Hiyori ouviu em silêncio, absorvendo minhas palavras antes de balançar a cabeça.
— Não… Ayanokoji-kun, você não fez nada de errado — disse, ainda balançando a cabeça. — Toda essa questão da transferência… foi só eu criando expectativas egoístas, só isso. E mesmo que eu tenha pensado… talvez a razão de você não ter vindo me ver fosse algo da minha parte… ainda assim, não consegui me aproximar de você. Por favor… deixe-me me desculpar por isso.
À medida que essas palavras saíam de seus lábios, a parte do corpo dela ainda escondida atrás da estante começou a surgir lentamente. Então, com uma lentidão deliberada, ela abaixou a cabeça, cada vez mais, até parecer que não poderia se curvar mais.
Mesmo que Hiyori não tivesse nada pelo que se desculpar. Dito isso, continuar com um vai-e-vem de desculpas ali não levaria a nada produtivo.

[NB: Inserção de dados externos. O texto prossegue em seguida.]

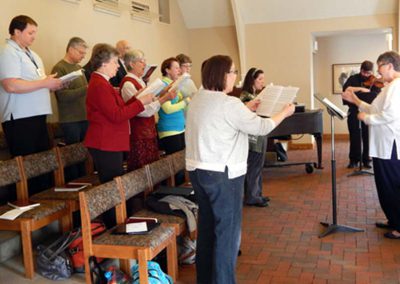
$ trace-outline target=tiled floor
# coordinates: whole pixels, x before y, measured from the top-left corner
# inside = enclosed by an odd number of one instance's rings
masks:
[[[268,168],[266,208],[243,211],[242,256],[238,283],[400,283],[400,241],[383,238],[385,230],[372,176],[347,177],[348,144],[336,143],[338,223],[361,233],[335,233],[322,239],[320,221],[332,221],[330,143],[325,169],[306,174],[304,166]],[[290,161],[315,161],[314,150],[290,151]],[[19,262],[0,266],[0,283],[51,283],[40,276],[23,279]],[[82,283],[80,276],[63,283]],[[193,266],[180,269],[178,283],[195,283]]]
[[[348,144],[336,143],[338,224],[362,233],[335,233],[322,239],[320,221],[332,222],[331,151],[324,141],[323,170],[303,166],[264,171],[267,208],[243,210],[238,283],[400,283],[400,241],[375,228],[384,220],[373,176],[347,177]],[[290,151],[290,161],[315,161],[315,151]],[[400,204],[399,204],[400,206]],[[181,283],[195,283],[193,268]]]

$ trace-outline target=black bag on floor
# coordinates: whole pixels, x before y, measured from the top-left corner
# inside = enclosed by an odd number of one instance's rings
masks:
[[[73,268],[67,248],[75,240],[76,235],[69,232],[47,247],[37,246],[36,270],[40,275],[51,280],[64,280],[71,277]]]

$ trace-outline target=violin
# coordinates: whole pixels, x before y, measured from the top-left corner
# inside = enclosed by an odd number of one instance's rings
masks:
[[[377,78],[374,75],[370,75],[368,79],[363,83],[364,87],[371,89],[372,87],[383,88],[385,86],[385,82],[383,78]]]

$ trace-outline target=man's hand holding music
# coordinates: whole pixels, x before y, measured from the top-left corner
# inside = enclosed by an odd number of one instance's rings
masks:
[[[51,91],[57,91],[64,87],[61,79],[55,78],[56,76],[57,76],[57,73],[54,73],[54,74],[48,75],[46,78],[43,79],[44,85]]]

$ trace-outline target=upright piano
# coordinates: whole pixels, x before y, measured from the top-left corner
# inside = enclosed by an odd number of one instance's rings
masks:
[[[287,117],[273,131],[268,134],[268,138],[278,136],[287,136],[292,134],[311,134],[317,142],[318,163],[317,169],[322,167],[322,113],[321,109],[305,110],[305,112],[296,112],[292,116]],[[285,164],[282,164],[285,165]],[[290,165],[290,163],[286,163]]]

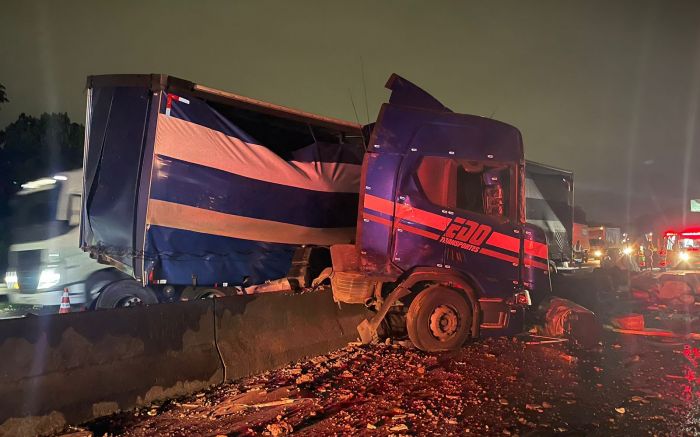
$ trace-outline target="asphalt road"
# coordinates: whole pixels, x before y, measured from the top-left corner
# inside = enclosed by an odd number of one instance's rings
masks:
[[[625,296],[608,296],[606,307],[642,311],[658,323],[671,316],[697,321],[695,309],[648,310]],[[445,354],[349,345],[79,430],[129,436],[698,435],[700,379],[688,378],[700,372],[700,350],[696,362],[685,348],[692,352],[700,344],[661,340],[605,331],[592,350],[527,344],[532,339],[523,337]]]
[[[511,339],[452,354],[349,346],[104,418],[95,435],[694,435],[683,344],[607,336],[595,351]]]

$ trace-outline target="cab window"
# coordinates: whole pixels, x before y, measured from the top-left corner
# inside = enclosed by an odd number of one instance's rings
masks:
[[[477,161],[423,157],[416,172],[433,204],[495,217],[510,217],[512,167]]]

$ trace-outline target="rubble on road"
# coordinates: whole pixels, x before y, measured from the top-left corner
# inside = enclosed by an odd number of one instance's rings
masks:
[[[625,435],[666,434],[678,426],[679,381],[658,372],[682,374],[682,355],[630,343],[636,337],[606,338],[594,350],[567,342],[532,347],[525,338],[487,339],[446,354],[347,346],[84,430],[95,436]]]

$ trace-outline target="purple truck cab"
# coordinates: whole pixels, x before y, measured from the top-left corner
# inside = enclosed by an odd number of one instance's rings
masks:
[[[387,88],[360,187],[357,269],[376,280],[377,310],[363,341],[393,329],[447,350],[520,332],[530,293],[550,289],[545,236],[525,223],[520,132],[396,75]]]

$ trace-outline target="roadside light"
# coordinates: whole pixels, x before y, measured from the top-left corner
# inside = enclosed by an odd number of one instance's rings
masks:
[[[44,290],[46,288],[51,288],[58,284],[61,280],[61,274],[54,269],[44,269],[39,275],[39,284],[36,286],[39,290]]]
[[[690,259],[688,252],[681,252],[678,254],[678,257],[681,259],[681,261],[688,261]]]
[[[625,255],[629,255],[630,253],[632,253],[632,248],[626,246],[624,249],[622,249],[622,253],[624,253]]]
[[[17,281],[17,272],[12,270],[5,273],[5,286],[10,290],[19,289],[19,282]]]
[[[593,252],[593,256],[595,256],[596,258],[600,258],[601,256],[603,256],[603,252],[600,250],[596,250],[595,252]]]

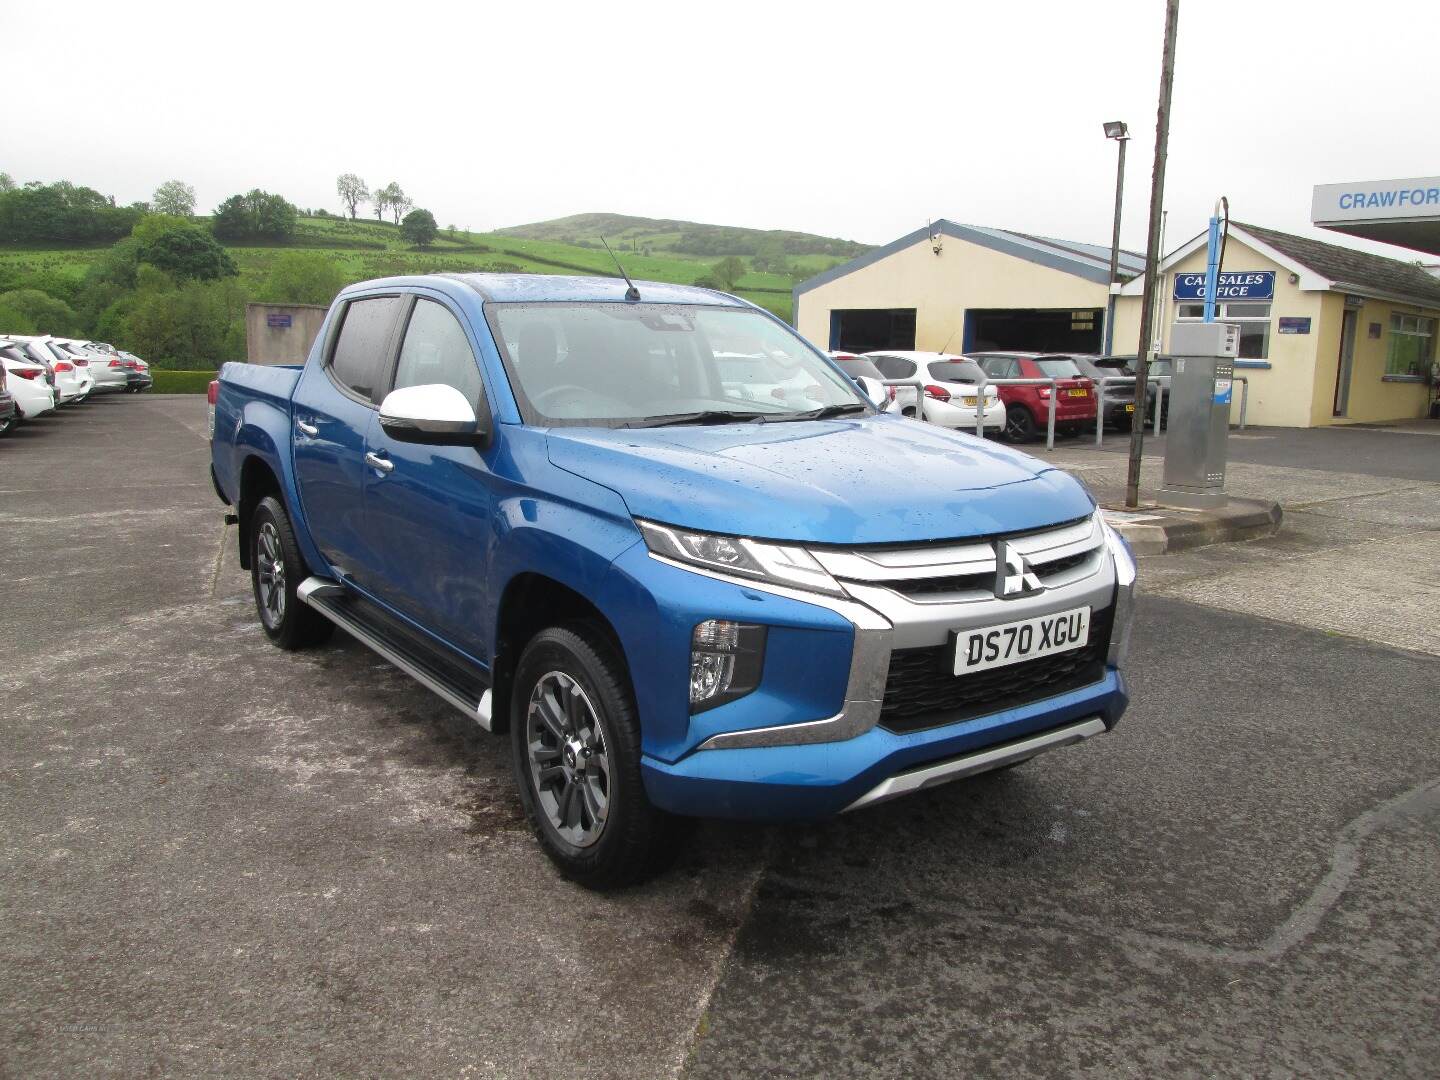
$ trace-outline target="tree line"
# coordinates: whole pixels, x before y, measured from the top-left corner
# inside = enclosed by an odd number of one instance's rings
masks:
[[[428,247],[439,235],[435,216],[417,209],[395,181],[373,194],[353,173],[336,185],[351,218],[363,203],[374,203],[377,220],[388,212],[400,226],[401,236],[417,247]],[[31,181],[17,184],[0,173],[0,240],[19,243],[95,244],[128,236],[150,213],[171,217],[195,216],[195,189],[183,180],[168,180],[155,189],[148,202],[119,206],[113,195],[61,180],[53,184]],[[324,212],[321,212],[322,216]],[[215,208],[210,231],[222,240],[283,243],[295,235],[301,211],[281,195],[254,188],[231,195]]]

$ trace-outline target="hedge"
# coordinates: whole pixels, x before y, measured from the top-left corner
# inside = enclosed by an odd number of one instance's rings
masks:
[[[150,389],[157,394],[203,394],[215,378],[213,371],[166,371],[153,367],[150,375],[155,380]]]

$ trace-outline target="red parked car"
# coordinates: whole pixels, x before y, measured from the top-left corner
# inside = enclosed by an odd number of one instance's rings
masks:
[[[1095,384],[1063,353],[967,353],[992,379],[1058,379],[1055,431],[1073,435],[1095,426]],[[1050,387],[1001,386],[1005,403],[1005,436],[1026,442],[1044,433],[1050,417]]]

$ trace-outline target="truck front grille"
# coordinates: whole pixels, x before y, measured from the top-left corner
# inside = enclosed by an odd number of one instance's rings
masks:
[[[954,673],[954,644],[897,649],[890,655],[880,726],[897,734],[924,731],[1099,682],[1113,617],[1113,605],[1094,613],[1083,648],[960,677]]]

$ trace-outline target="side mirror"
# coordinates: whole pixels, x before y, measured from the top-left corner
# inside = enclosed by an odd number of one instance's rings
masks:
[[[399,442],[442,446],[481,443],[490,434],[465,395],[444,383],[390,391],[380,403],[380,427]]]

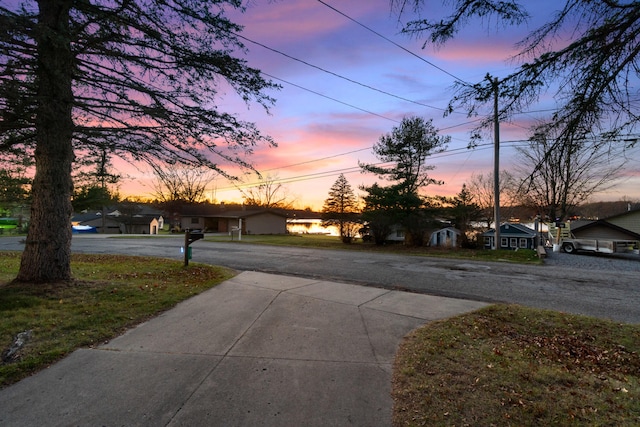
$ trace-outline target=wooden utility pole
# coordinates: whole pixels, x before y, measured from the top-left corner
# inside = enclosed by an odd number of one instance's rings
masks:
[[[495,221],[495,246],[500,247],[500,120],[498,119],[498,96],[500,95],[498,78],[493,81],[493,219]]]

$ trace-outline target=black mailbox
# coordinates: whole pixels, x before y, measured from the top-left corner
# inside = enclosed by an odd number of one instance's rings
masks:
[[[195,242],[196,240],[204,239],[204,233],[195,232],[192,233],[190,230],[186,230],[184,232],[184,266],[189,265],[189,258],[191,258],[191,248],[190,244]]]
[[[188,236],[187,241],[189,244],[192,244],[196,240],[204,239],[204,233],[189,233]]]

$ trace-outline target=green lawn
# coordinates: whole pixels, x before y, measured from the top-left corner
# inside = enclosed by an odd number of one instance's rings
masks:
[[[357,240],[351,244],[342,243],[337,236],[326,236],[317,234],[289,234],[289,235],[244,235],[238,241],[238,237],[233,239],[226,235],[205,235],[206,241],[229,242],[234,244],[254,243],[276,246],[298,246],[306,248],[340,249],[352,251],[387,252],[417,256],[432,256],[441,258],[464,258],[481,261],[496,262],[516,262],[526,264],[541,264],[542,261],[536,252],[529,249],[518,251],[491,251],[484,249],[460,249],[460,248],[431,248],[431,247],[410,247],[402,243],[390,243],[376,246],[372,243],[363,243]]]
[[[72,283],[14,284],[18,252],[0,252],[0,351],[32,338],[0,363],[0,386],[38,371],[79,347],[109,340],[178,302],[230,278],[220,267],[130,256],[74,255]],[[3,357],[4,359],[4,357]]]

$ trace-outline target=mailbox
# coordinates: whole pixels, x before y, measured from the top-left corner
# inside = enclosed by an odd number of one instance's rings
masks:
[[[187,231],[187,233],[188,233],[188,236],[189,236],[187,238],[187,241],[188,241],[189,244],[195,242],[196,240],[204,239],[204,233],[189,233],[188,231]]]
[[[186,230],[184,232],[184,266],[189,265],[189,260],[192,256],[191,245],[196,240],[204,239],[204,233],[195,232],[192,233],[190,230]]]

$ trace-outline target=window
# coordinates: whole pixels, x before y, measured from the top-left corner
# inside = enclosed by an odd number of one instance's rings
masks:
[[[512,237],[509,239],[509,247],[511,248],[517,248],[518,247],[518,239],[515,237]]]
[[[191,224],[200,224],[200,220],[197,217],[191,218]]]
[[[500,238],[500,246],[502,246],[503,248],[507,247],[507,238],[506,237],[501,237]]]
[[[485,237],[484,238],[484,245],[487,247],[491,247],[491,237]]]
[[[520,238],[520,247],[522,249],[527,249],[527,239],[525,239],[524,237]]]

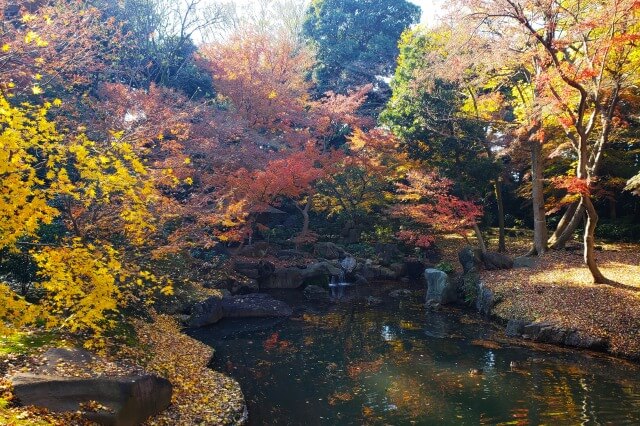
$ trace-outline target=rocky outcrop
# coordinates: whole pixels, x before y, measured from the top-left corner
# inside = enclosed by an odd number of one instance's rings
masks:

— Eu pensei… — começou ela, a voz tremendo levemente —, pensei que já tinha me preparado para isso…
— Se preparar?
— Que você e eu estamos em classes diferentes agora — ela continuou, olhando para o chão. — Que talvez… não devêssemos mais conversar tão casualmente. Que eu deveria encerrar essa parte do nosso relacionamento. Mas agora… falando com você assim… eu não consigo… — Sua voz se perdeu, engolida pela hesitação.
Então era isso: ela estava tentando cortar nossa amizade, tentando se endurecer para me ver apenas como um oponente. Ao ouvir isso, senti uma onda de alívio me invadir. Eu havia chegado a tempo.
— Se você não se importar, Hiyori — disse, encontrando seu olhar —, que tal conversarmos sobre o mês que passamos separados? Tenho bastante tempo hoje.
— Isso é mesmo… ok?
— Claro — respondi sem hesitar. — Eu vim aqui hoje para te ver e conversar com você, Hiyori.
Quando transmiti meus sentimentos sinceros, pela primeira vez naquele dia, vi um sorriso gentil florescendo em seu rosto.
*
Encontramos uma mesa vazia na silenciosa biblioteca e nos sentamos frente a frente. As cadeiras rangiam suavemente contra o piso polido enquanto nos acomodávamos. Por um momento, nenhum de nós disse muito, como se estivéssemos medindo o espaço entre nós. Então, lentamente, começamos a falar, pequenos fios de conversa se entrelaçando sobre a mesa, tentando fechar o hiato de um mês que havia se aberto entre nós.
No começo, a voz de Hiyori ainda carregava um traço de formalidade, suas palavras cuidadosas e medidas. Mas, gradualmente, seu tom se suavizou, assumindo a cadência gentil e tranquila à qual eu já estava acostumado.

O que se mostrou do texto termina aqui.